Once you know that your lifestyle is impacting the environment, you might decide to begin living differently. For many consumers, this means reducing the number of things that they buy, trying to avoid products with a lot of packaging, using less energy, and looking for more sustainable ways to travel.
Even if you reduce your impact as much as you can, though, you might still be surprised at your impact. It’s at this point that a consumer might attempt to assuage his or her conscience with the help of carbon offsets.
What are Carbon Offsets?
Essentially, there are activities that can help remove the harmful carbon monoxide and dioxide from the air. Plants, which use some of our carbon-y waste as part of their nourishment, can help. There are other methods used as well. Not all of us can employ these methods, however. Sure, you can help by planting a tree or growing a garden. But that isn’t practical for everyone.
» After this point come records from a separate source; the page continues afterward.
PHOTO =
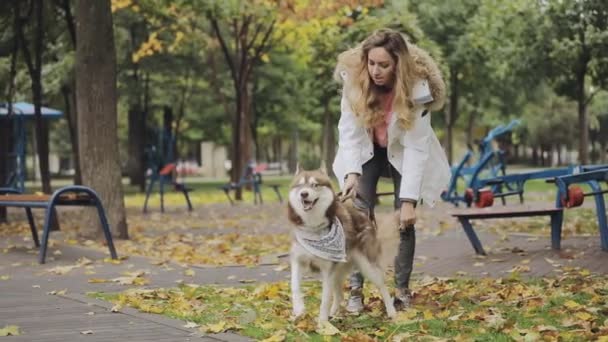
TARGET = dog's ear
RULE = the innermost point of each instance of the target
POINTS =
(323, 168)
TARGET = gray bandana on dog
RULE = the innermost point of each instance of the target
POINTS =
(331, 246)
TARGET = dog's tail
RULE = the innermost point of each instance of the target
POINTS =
(387, 236)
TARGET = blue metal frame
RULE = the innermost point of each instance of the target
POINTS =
(21, 111)
(162, 180)
(92, 199)
(250, 178)
(157, 158)
(489, 160)
(593, 179)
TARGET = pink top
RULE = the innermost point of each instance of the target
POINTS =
(381, 130)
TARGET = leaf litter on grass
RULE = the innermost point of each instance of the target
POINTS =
(572, 307)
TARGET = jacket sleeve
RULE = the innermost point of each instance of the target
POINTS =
(415, 155)
(351, 137)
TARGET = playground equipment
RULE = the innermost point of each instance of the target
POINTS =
(161, 166)
(67, 196)
(490, 164)
(568, 196)
(252, 176)
(15, 160)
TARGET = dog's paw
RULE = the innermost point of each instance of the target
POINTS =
(391, 312)
(298, 311)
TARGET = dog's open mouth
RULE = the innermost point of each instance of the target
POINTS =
(308, 204)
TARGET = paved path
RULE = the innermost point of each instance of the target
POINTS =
(26, 302)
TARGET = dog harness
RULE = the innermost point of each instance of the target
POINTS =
(330, 246)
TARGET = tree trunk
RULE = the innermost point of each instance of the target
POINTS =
(583, 123)
(136, 144)
(5, 149)
(96, 106)
(329, 139)
(451, 113)
(70, 104)
(35, 71)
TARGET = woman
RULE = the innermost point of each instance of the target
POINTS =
(389, 87)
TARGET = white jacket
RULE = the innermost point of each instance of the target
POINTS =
(415, 153)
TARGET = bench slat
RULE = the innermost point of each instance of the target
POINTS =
(41, 198)
(505, 212)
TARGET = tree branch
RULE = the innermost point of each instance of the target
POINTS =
(260, 48)
(223, 45)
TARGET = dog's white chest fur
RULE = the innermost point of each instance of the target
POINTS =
(303, 257)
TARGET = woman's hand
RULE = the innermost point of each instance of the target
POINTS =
(407, 215)
(350, 186)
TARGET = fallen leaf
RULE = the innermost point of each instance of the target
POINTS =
(214, 328)
(190, 325)
(570, 304)
(57, 293)
(278, 336)
(10, 330)
(282, 267)
(327, 329)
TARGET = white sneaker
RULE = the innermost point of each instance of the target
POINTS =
(355, 301)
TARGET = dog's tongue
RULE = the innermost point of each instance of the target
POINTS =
(307, 205)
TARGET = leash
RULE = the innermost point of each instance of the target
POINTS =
(366, 206)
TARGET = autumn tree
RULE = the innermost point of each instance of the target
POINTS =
(96, 107)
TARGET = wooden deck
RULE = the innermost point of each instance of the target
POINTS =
(42, 317)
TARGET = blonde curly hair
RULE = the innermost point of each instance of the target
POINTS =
(351, 71)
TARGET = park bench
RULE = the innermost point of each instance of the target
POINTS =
(252, 176)
(165, 176)
(567, 197)
(66, 196)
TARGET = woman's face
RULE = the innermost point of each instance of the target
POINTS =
(381, 67)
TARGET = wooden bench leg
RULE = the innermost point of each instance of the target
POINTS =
(468, 229)
(162, 194)
(30, 219)
(106, 228)
(600, 211)
(556, 229)
(227, 192)
(187, 199)
(148, 191)
(48, 217)
(276, 190)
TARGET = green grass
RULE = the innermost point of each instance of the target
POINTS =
(479, 310)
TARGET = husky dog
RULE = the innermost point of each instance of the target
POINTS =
(330, 237)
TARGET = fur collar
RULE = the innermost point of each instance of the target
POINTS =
(426, 67)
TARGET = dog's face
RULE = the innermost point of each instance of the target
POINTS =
(311, 194)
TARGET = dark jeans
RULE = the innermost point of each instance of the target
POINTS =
(377, 167)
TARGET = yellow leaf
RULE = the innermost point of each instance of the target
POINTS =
(572, 304)
(99, 280)
(10, 330)
(327, 329)
(584, 316)
(278, 336)
(112, 261)
(214, 328)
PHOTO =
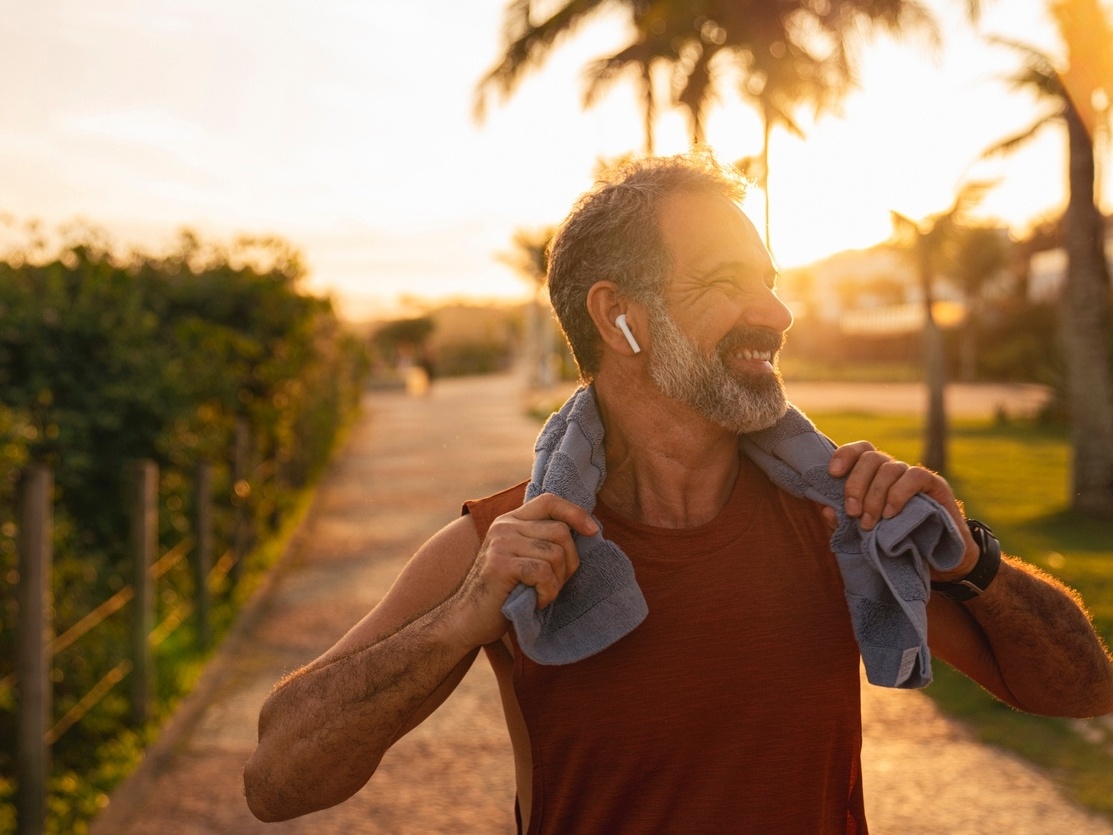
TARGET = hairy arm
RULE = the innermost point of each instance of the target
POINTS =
(1030, 641)
(1027, 639)
(324, 729)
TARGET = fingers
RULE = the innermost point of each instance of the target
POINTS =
(549, 506)
(533, 546)
(878, 487)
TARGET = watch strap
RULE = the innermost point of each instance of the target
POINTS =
(983, 572)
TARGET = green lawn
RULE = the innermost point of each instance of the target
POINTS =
(1014, 477)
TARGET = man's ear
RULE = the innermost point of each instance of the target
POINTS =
(604, 306)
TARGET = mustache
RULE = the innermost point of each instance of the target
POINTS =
(759, 339)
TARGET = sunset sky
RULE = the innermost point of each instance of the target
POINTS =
(346, 127)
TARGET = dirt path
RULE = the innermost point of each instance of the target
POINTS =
(402, 475)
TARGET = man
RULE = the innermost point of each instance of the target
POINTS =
(735, 705)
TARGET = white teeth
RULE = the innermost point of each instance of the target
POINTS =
(748, 354)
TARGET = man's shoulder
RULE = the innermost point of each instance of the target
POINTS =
(485, 510)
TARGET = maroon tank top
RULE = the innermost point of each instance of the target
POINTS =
(732, 708)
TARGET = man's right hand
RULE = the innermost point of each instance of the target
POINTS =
(532, 546)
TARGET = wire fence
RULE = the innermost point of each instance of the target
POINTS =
(155, 576)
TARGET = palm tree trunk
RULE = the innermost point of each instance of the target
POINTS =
(1084, 328)
(935, 376)
(766, 130)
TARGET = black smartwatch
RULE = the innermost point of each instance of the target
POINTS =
(979, 578)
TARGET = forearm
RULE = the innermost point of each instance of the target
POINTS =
(1046, 652)
(324, 729)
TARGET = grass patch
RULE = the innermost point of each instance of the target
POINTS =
(1015, 477)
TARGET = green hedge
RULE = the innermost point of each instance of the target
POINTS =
(106, 359)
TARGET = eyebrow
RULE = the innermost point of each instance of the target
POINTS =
(768, 273)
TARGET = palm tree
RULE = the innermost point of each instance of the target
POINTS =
(530, 259)
(789, 55)
(979, 255)
(1077, 95)
(931, 243)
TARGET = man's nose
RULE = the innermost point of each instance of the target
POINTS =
(769, 312)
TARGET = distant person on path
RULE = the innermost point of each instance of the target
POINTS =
(734, 704)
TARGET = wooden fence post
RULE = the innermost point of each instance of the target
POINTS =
(144, 544)
(203, 533)
(32, 667)
(242, 491)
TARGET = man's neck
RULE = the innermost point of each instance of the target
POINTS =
(667, 465)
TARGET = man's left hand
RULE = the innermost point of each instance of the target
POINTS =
(877, 487)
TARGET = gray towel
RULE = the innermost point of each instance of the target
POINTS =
(884, 571)
(601, 601)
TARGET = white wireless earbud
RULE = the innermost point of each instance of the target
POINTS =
(620, 323)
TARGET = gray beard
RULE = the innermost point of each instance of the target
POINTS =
(740, 403)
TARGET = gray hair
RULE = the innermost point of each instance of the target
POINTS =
(613, 234)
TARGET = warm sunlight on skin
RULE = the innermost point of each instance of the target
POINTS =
(325, 128)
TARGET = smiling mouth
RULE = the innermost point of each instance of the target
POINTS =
(759, 355)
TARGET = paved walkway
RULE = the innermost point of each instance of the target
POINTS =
(402, 474)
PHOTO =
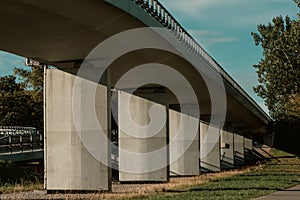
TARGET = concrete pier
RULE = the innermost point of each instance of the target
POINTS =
(181, 125)
(227, 149)
(239, 158)
(69, 164)
(209, 148)
(143, 137)
(248, 150)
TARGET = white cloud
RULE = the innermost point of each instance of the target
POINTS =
(231, 12)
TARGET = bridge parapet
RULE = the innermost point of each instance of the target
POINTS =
(155, 9)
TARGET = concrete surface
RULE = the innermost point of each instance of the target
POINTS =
(69, 165)
(209, 148)
(140, 138)
(188, 162)
(239, 152)
(248, 149)
(227, 149)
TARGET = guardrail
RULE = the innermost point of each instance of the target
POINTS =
(20, 139)
(158, 11)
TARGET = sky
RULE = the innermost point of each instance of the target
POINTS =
(222, 27)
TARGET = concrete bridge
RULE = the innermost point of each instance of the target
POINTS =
(104, 51)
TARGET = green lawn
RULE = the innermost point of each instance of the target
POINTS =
(282, 172)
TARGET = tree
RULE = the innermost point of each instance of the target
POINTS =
(21, 98)
(279, 71)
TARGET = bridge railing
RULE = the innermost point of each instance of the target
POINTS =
(158, 11)
(20, 139)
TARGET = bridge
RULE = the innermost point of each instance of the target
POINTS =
(104, 50)
(21, 144)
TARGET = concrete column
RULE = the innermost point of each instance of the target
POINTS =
(209, 148)
(70, 165)
(227, 148)
(188, 163)
(239, 150)
(140, 136)
(248, 150)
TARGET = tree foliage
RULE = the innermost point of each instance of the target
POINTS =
(21, 98)
(279, 69)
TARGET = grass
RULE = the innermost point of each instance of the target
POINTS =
(16, 178)
(281, 172)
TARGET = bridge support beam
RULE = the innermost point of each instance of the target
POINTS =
(209, 148)
(142, 139)
(239, 158)
(227, 148)
(248, 150)
(69, 164)
(188, 162)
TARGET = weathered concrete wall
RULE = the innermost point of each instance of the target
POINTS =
(188, 162)
(227, 149)
(69, 165)
(239, 150)
(248, 150)
(209, 148)
(137, 136)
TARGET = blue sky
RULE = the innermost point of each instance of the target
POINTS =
(222, 27)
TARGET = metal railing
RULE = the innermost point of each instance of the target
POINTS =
(159, 12)
(15, 139)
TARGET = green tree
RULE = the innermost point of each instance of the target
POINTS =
(21, 98)
(279, 70)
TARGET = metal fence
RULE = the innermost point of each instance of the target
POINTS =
(158, 11)
(15, 139)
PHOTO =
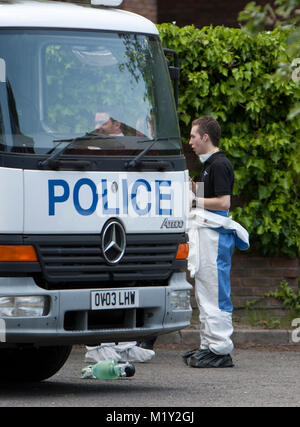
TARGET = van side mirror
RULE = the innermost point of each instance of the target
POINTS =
(174, 70)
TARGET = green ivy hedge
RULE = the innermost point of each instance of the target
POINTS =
(232, 76)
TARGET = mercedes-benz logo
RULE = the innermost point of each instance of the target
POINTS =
(113, 242)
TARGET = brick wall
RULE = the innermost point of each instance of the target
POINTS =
(253, 276)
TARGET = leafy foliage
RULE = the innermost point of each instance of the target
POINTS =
(231, 75)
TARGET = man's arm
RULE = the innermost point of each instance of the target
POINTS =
(221, 203)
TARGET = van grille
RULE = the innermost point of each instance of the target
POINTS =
(78, 259)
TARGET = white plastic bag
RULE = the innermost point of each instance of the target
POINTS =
(123, 352)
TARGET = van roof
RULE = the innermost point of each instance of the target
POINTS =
(50, 14)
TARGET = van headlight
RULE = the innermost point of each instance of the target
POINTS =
(180, 300)
(24, 306)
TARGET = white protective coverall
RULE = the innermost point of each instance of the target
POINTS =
(212, 238)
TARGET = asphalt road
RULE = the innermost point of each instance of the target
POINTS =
(259, 378)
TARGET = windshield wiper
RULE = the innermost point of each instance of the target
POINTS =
(137, 160)
(51, 161)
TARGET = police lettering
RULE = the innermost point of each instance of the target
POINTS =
(59, 192)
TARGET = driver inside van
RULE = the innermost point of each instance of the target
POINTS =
(107, 125)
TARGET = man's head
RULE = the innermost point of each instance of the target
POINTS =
(205, 135)
(106, 124)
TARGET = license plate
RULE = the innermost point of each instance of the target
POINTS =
(116, 298)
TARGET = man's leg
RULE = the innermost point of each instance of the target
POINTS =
(212, 289)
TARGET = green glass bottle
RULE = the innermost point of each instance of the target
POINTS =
(108, 370)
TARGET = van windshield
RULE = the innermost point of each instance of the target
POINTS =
(60, 85)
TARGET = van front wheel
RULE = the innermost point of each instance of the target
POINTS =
(32, 363)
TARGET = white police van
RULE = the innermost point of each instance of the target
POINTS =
(93, 242)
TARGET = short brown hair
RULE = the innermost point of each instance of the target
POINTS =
(207, 124)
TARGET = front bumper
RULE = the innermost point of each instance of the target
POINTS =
(70, 319)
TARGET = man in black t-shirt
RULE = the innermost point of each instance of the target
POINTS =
(212, 280)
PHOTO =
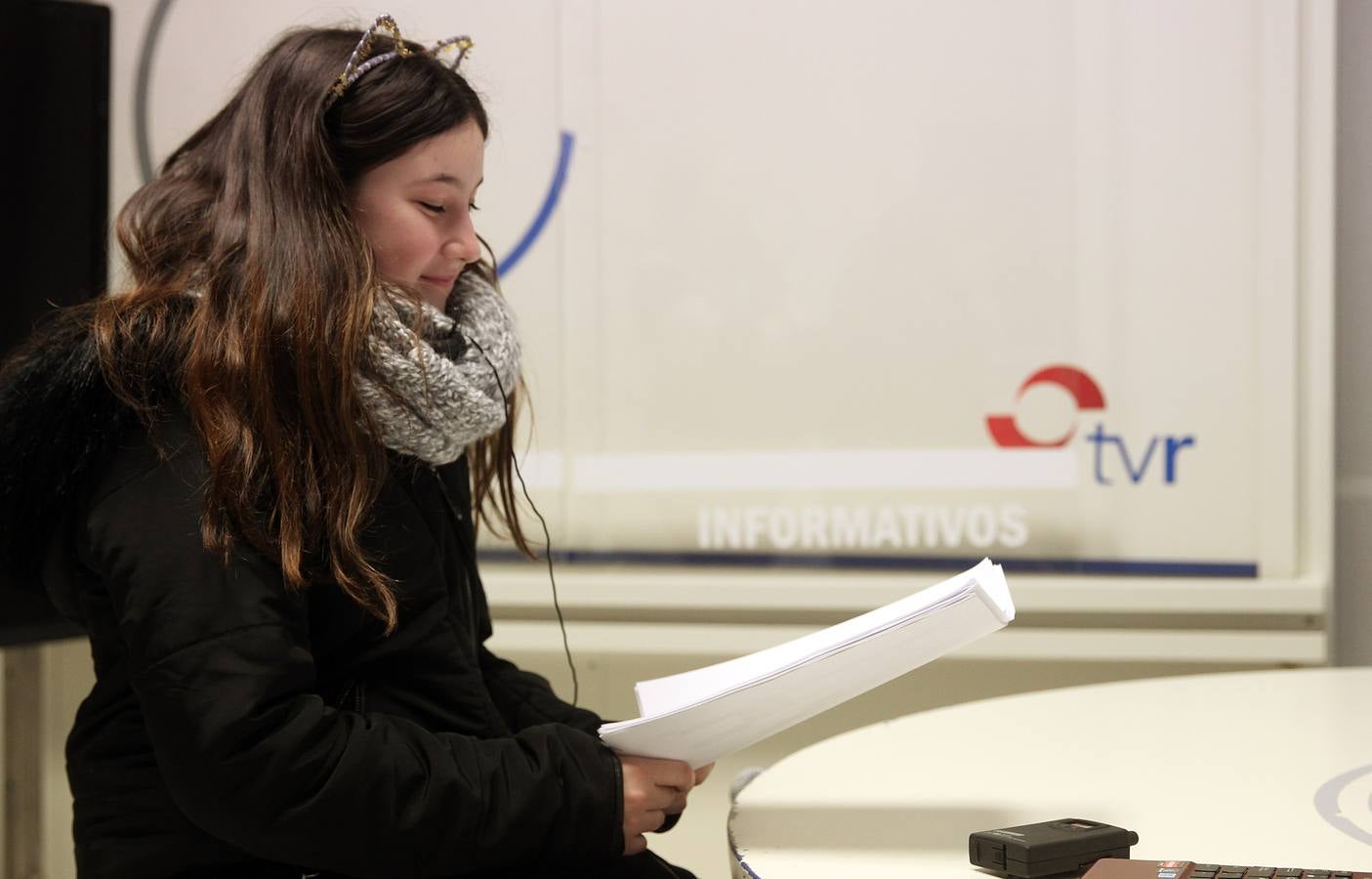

Carbon offsets are supposed to help you combat your contribution to the problem. When you buy carbon offsets, it’s supposed to represent a shift to some activity that reduces the carbon in the environment. You pay, and someone else balances your impact on the environment. Some consumers like to purchase offsets when they fly, or drive long distances. Others purchase them in an effort to get their footprints down to zero.
Do Carbon Offsets Work?
There is some debate about the effectiveness of carbon offsets. Exchanges and other marketplaces aren’t particularly widespread, and because there aren’t a lot of laws forcing individuals to pay attention to how much carbon they produce (and there aren’t requirements to offset it), there is some doubt as to whether or not they are effective.
And, of course, you have to trust that your purchase really will do some good.
On the other hand, consumers who trust the system can experience some peace of mind. If you buy consumer electronics, or if you have to commute a long way to work, or if you fly a lot, you might feel bad about the way your lifestyle is impacting the environment. If you feel that carbon offsets are a truly good idea, and if you think that they will help, it can make sense to purchase a little peace of mind.
There are those who contend that instead of purchasing carbon offsets, you should make even greater efforts to have a smaller impact on the environment. To some, it seems as though carbon offsets represent a wish to appear environmentally-conscious without making any true changes to lifestyle. Even so, some effort is better than no effort.
What do you think? Are carbon offsets effective? Do you use them?